Information forwarded to bug-gnu-emacs <at> gnu.org:
bug#21816; Package emacs. (Wed, 04 Nov 2015 10:02:02 GMT) Full text and rfc822 format available.

Message #170 received at 21816 <at> debbugs.gnu.org (full text, mbox):

From: Stephen Leake <stephen_leake <at> stephe-leake.org>
To: Eli Zaretskii <eliz <at> gnu.org>
Cc: lekktu <at> gmail.com, 21816 <at> debbugs.gnu.org, dgutov <at> yandex.ru
Subject: Re: bug#21816: elisp-mode-tests fails on a case-preserving filesystem
Date: Wed, 04 Nov 2015 04:00:58 -0600
Eli Zaretskii <eliz <at> gnu.org> writes:

>> From: Stephen Leake <stephen_leake <at> stephe-leake.org>
>> Cc: dgutov <at> yandex.ru,  lekktu <at> gmail.com,  21816 <at> debbugs.gnu.org
>> Date: Tue, 03 Nov 2015 15:58:49 -0600
>> 
>> Eli Zaretskii <eliz <at> gnu.org> writes:
>> 
>> >> From: Stephen Leake <stephen_leake <at> stephe-leake.org>
>> >> Cc: Juanma Barranquero <lekktu <at> gmail.com>, Eli Zaretskii
>> >> <eliz <at> gnu.org>, 21816 <at> debbugs.gnu.org
>> >> Date: Tue, 03 Nov 2015 13:54:21 -0600
>> >> 
>> >>    If the file name identifies an existing file, convert the file name
>> >>    casing to match the actual file name casing.
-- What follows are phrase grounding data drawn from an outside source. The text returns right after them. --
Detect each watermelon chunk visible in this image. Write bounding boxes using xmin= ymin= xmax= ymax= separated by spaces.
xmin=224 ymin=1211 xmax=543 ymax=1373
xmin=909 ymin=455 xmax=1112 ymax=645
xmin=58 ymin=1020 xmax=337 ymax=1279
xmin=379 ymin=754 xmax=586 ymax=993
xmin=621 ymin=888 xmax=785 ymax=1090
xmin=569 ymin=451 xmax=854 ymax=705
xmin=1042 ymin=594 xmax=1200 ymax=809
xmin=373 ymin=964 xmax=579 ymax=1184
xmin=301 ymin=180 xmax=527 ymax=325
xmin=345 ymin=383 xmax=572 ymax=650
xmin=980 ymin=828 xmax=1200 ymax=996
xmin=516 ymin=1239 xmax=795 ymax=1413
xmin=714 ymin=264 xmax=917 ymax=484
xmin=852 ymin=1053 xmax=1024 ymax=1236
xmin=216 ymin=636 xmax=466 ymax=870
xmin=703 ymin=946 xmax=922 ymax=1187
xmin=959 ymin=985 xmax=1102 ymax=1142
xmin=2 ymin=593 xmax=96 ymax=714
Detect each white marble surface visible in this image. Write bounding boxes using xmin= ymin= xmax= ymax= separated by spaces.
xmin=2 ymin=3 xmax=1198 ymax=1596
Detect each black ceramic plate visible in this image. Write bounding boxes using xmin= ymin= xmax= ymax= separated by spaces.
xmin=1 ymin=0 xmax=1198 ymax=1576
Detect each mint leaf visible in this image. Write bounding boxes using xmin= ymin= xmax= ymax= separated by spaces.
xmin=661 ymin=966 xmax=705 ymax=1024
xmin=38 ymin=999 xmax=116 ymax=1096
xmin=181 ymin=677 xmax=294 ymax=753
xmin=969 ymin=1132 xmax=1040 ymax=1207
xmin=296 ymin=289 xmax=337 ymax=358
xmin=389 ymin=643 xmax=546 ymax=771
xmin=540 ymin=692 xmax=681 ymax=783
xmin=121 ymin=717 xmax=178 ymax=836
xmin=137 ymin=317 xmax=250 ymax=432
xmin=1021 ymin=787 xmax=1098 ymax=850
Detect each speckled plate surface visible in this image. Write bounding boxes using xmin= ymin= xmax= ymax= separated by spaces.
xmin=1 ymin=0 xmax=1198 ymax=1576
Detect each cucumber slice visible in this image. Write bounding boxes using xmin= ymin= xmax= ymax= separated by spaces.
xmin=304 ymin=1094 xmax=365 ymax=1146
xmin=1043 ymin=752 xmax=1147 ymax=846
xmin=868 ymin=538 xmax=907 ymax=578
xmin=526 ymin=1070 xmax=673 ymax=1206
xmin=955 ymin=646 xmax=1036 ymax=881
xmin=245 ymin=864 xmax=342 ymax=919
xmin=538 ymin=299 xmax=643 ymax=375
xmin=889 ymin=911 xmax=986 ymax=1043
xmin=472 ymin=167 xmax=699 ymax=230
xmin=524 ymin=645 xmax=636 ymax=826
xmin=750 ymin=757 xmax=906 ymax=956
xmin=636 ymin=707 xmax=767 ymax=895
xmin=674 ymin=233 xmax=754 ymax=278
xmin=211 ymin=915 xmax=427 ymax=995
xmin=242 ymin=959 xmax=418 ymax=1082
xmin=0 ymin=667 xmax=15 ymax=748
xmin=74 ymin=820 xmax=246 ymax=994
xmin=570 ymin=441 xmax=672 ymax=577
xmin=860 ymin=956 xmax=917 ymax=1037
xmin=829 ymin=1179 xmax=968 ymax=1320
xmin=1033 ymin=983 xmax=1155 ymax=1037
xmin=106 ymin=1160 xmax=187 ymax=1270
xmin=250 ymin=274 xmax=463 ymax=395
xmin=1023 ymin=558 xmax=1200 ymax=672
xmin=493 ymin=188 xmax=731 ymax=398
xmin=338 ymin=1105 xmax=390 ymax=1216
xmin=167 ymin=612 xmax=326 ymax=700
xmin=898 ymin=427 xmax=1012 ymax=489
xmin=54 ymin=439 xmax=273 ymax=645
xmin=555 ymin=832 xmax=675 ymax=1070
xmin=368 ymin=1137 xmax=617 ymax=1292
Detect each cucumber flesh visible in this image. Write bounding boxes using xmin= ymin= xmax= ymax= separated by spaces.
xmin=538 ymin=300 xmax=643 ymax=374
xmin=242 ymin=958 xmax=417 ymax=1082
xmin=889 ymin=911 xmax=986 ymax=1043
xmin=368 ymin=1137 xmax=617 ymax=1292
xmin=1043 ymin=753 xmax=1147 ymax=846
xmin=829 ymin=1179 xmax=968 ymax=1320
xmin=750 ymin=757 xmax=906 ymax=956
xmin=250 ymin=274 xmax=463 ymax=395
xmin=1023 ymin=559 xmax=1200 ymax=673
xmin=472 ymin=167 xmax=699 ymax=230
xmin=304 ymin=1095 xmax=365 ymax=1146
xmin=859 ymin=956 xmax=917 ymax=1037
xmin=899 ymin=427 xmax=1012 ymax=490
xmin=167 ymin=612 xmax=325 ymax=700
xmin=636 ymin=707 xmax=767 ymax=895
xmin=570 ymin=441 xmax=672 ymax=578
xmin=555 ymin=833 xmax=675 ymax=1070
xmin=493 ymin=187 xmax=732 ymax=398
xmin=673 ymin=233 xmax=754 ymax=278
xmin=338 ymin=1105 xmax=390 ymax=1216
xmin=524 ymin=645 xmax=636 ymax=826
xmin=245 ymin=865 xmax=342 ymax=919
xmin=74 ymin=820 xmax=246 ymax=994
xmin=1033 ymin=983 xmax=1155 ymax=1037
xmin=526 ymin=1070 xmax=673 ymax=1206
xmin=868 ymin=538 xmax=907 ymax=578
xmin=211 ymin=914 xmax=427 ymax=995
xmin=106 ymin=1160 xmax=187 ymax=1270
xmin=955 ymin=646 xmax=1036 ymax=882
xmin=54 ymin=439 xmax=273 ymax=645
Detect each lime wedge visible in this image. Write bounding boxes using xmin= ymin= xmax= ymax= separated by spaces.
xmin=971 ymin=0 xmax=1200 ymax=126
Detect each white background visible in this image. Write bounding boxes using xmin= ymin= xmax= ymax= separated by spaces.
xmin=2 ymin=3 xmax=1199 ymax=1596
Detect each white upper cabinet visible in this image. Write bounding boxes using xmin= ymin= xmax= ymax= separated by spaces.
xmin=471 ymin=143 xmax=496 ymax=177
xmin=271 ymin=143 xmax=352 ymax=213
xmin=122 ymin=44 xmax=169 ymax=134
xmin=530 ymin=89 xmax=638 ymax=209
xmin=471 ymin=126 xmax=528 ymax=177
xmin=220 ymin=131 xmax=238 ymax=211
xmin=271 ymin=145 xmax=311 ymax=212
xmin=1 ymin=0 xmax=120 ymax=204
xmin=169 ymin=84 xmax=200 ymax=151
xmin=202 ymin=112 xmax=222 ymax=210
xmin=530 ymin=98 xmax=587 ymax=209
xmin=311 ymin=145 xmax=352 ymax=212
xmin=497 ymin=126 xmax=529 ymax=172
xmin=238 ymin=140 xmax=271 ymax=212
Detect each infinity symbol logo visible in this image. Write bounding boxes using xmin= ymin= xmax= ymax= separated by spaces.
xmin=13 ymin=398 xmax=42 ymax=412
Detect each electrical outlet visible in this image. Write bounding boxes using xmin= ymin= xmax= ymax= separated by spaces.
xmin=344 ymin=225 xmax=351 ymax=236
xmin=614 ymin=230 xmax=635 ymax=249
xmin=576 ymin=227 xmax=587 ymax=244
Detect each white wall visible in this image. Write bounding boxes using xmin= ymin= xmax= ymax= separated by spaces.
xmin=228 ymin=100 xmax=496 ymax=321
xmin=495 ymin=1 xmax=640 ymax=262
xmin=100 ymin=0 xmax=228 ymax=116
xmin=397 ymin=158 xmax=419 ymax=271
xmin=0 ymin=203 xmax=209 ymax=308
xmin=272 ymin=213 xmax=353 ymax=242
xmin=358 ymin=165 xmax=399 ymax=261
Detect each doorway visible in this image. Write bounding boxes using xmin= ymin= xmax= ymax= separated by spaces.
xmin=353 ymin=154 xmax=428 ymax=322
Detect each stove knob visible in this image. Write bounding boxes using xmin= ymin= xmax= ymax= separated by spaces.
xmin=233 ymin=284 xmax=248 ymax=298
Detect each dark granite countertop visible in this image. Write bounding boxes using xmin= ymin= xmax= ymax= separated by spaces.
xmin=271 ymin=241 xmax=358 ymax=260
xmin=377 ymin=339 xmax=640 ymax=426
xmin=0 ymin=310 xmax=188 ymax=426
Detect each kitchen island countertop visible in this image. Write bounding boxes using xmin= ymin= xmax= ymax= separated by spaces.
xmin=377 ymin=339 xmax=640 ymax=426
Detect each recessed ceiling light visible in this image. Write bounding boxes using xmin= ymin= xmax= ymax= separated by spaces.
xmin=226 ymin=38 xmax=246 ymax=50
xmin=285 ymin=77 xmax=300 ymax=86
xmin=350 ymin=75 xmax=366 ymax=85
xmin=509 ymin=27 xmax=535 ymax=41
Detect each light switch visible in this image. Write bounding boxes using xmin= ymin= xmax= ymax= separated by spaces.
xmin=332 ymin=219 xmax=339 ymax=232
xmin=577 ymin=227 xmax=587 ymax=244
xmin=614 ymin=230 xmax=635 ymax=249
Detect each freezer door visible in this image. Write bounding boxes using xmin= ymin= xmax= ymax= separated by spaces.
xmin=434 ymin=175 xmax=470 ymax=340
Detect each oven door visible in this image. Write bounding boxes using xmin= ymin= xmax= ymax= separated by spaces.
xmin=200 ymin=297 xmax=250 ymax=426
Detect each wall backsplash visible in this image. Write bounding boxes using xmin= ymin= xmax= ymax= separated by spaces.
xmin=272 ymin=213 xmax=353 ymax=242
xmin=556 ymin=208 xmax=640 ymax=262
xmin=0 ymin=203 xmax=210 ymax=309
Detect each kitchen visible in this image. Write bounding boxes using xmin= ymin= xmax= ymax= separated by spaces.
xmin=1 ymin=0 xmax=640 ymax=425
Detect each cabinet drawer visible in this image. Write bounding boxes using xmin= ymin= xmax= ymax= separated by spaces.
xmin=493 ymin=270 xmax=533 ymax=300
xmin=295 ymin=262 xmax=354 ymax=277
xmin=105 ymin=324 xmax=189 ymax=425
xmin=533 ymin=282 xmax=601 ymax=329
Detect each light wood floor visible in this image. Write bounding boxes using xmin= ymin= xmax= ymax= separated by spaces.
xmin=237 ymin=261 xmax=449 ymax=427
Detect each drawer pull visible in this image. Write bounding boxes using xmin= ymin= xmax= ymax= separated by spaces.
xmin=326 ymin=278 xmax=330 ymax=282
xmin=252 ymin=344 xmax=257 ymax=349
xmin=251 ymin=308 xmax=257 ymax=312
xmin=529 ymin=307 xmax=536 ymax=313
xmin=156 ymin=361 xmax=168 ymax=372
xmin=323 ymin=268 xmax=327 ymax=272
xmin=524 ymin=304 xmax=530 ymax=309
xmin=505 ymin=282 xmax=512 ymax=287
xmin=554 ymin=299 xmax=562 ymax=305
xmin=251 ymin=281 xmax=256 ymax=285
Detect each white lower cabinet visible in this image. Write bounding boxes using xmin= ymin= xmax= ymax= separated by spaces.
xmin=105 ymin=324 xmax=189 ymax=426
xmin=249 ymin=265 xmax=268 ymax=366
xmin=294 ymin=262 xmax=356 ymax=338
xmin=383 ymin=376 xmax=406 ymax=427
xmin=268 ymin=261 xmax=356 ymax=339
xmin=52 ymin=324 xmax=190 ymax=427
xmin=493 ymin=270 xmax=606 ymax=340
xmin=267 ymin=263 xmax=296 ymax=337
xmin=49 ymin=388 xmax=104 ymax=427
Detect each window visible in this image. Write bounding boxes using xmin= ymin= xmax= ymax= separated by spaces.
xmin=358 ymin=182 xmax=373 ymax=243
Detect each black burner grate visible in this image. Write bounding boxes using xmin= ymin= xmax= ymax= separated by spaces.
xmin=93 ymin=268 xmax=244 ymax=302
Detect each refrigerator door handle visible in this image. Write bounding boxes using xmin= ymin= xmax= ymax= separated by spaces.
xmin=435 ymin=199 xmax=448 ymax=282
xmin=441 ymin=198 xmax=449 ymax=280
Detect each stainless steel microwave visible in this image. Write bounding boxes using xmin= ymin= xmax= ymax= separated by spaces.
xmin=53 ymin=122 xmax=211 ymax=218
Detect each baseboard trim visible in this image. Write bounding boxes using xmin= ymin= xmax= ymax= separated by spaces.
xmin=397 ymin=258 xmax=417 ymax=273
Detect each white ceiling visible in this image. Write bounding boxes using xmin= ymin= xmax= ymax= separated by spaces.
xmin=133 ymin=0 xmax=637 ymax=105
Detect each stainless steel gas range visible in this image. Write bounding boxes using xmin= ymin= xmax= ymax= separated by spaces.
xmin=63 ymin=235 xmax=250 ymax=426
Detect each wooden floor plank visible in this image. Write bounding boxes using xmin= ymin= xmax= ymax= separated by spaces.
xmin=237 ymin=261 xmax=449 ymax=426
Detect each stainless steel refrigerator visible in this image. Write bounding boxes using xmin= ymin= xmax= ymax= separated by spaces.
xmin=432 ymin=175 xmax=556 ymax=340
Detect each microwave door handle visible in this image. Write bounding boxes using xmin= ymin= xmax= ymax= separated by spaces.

If not, no case
>> >>    conversion is done.
>> >
>> > For existing files we have file-equal-p, which is more general.  
>> 
>> You missed the context; we have switched from discussing how to compare
>> file names to how to canonicalize a file name, in order to simplify the
>> comparison.
>
> I'm still trying to convince you that this is a dead end: you cannot
> trust user-extensible code to comply with such requirements, on
> filesystems where "canonicalized file name" is not well defined.

We can provide a `file-canonical-name' that does something useful on all
systems.

I believe the notion of "canonical file name" is well defined for
existing files on all systems we care about; is that not true?

For non-existing files, I don't think there is a real problem in
practice (see other email); can you present a use case where there is?


The file-equal-p option does not fix the problem in xref--analyze, since
that is comparing the result of `xref-location-group', which is yet more
user-extensible code; for xref-elisp-location, that is the file name
slot of the location. Using file-canonical-name in xref-location-group
implemetations would fix this; using it in make-xref-location fixes it
in a more robust and consistent way.


To summarize:

The problem is comparing xrefs directly (for sorting and testing),
comparing the result of xref-location-group (for sorting), and possibly
comparing results of other xref access functions in the future. Note
that any filenames in xrefs identify existing files, except in
artifically constructed tests.

I believe the two alternatives being proposed are:

1) Use `file-equal-p'

- Provide a cl-defgeneric `xref-location-equal-p' for the root
  xref-location type.

- For each type that inherits from xref-location, provide an
  implementation of `xref-location-equal-p' that uses `file-equal-p' for
  each file name.

- Provide a cl-defmethod `xref-equal-p' for the root xref type that uses
  `xref-location-equal-p' for the location.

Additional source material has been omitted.